Monthly News: January 2020

Congress agreed to the government funding bill and expired or expiring tax breaks are being extended through 2020! Among the breaks were mortgage insurance premium write off, the medical expense AGI threshold which was supposed to go back to 10% for deducting medical expenses on Schedule A but was kept at 7.5%.  There are many more tax breaks including the Work Opportunity tax credit.  This break is for employers who hire workers who are economically challenged.  These breaks and many others are retroactive back to 2018.  If you want to take advantage of these tax breaks for 2018 you will have to amend your return.  The funding bill also included the Secure Act which is retirement savings legislation.  Some of the highlights of this bill include allowing 401(k) plans to let part time employees participate, changing the minimum distribution age from 70 ½ to 72 for IRA’s and workplace plans.  Owners of traditional IRA’s can now contribute past the age of 70 ½.

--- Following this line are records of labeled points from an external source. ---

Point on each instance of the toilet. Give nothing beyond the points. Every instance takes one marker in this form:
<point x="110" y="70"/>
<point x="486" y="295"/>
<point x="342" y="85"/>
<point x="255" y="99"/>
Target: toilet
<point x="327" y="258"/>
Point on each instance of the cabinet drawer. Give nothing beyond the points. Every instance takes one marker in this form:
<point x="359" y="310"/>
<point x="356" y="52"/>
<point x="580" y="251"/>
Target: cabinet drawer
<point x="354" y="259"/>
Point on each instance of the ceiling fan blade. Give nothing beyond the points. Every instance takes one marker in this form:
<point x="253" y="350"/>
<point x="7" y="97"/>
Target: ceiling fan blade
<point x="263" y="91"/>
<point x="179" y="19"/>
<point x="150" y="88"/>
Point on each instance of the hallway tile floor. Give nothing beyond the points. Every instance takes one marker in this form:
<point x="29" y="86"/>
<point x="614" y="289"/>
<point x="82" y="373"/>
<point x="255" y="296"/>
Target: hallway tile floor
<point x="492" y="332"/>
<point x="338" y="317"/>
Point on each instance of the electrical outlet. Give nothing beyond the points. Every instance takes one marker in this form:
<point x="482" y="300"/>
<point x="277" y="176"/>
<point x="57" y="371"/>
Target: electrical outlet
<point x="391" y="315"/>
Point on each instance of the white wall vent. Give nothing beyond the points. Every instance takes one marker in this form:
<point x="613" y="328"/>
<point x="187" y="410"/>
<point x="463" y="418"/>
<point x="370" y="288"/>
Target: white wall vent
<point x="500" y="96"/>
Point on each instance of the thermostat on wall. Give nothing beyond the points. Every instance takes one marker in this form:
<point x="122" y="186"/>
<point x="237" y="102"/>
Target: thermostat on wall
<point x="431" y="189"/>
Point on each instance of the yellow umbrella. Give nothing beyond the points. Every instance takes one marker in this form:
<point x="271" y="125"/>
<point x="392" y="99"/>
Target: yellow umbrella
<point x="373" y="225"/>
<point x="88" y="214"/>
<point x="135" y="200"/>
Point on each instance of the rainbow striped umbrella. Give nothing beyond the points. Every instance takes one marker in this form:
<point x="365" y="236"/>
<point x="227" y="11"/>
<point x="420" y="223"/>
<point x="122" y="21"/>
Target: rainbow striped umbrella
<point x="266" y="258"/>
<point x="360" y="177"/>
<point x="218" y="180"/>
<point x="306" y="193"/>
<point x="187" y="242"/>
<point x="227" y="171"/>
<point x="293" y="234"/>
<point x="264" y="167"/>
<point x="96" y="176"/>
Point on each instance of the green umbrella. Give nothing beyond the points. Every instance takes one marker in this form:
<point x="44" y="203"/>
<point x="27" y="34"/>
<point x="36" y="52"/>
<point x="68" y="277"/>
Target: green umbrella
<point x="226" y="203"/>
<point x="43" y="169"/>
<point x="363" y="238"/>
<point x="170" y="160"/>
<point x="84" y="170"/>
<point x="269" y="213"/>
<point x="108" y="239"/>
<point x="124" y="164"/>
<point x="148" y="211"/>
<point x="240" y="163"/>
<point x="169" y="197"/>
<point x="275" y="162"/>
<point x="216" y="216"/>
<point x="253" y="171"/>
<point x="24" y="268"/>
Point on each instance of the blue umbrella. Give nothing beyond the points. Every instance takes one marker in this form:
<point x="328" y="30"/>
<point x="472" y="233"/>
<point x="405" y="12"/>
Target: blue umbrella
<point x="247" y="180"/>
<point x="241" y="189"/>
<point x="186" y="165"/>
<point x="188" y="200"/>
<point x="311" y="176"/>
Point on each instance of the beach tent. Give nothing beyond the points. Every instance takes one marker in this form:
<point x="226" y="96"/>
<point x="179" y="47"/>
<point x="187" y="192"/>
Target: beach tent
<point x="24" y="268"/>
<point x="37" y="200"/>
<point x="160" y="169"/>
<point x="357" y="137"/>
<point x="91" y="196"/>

The 2019 Form 1040 is a little different than the 2018 Form.  There is now a line added for capital gains and losses on the first page.  The Schedules are now down to 3 schedules from the 6 on the 2018 Form.  Taxpayers that deduct alimony report this on Schedule 1 and must list the date of the divorce agreement on the schedule.  There is also a question added on Schedule 1 asking whether you transacted in virtual currency.

Senior citizens can now file their return on Form 1040-SR.  It contains the same information that the regular 1040 has but in larger print.  Seniors are not required to use this form they can still use the regular Form if they choose.

If you are buying an electric car and taking a tax credit the IRS will be monitoring the credit closely.  Treasury Inspectors found that taxpayers had erroneously claimed an estimated 83 million dollars in credits for electric cars over the past 4 years.  The IRS will be comparing the VIN reported by taxpayers against third party VIN information to verify the credit.

The safe harbor for rental real estate has been finalized by Treasury.  You can qualify for the QBI deduction if you spend at least 250 hours per year on preforming services on the rental property such as maintenance, repairs, rent collection, payment of expenses, services to tenants and efforts to rent the property.  Time you spend arranging financing, reviewing statements or reports of operations and traveling to the real estate are not considered part of the required 250 hours.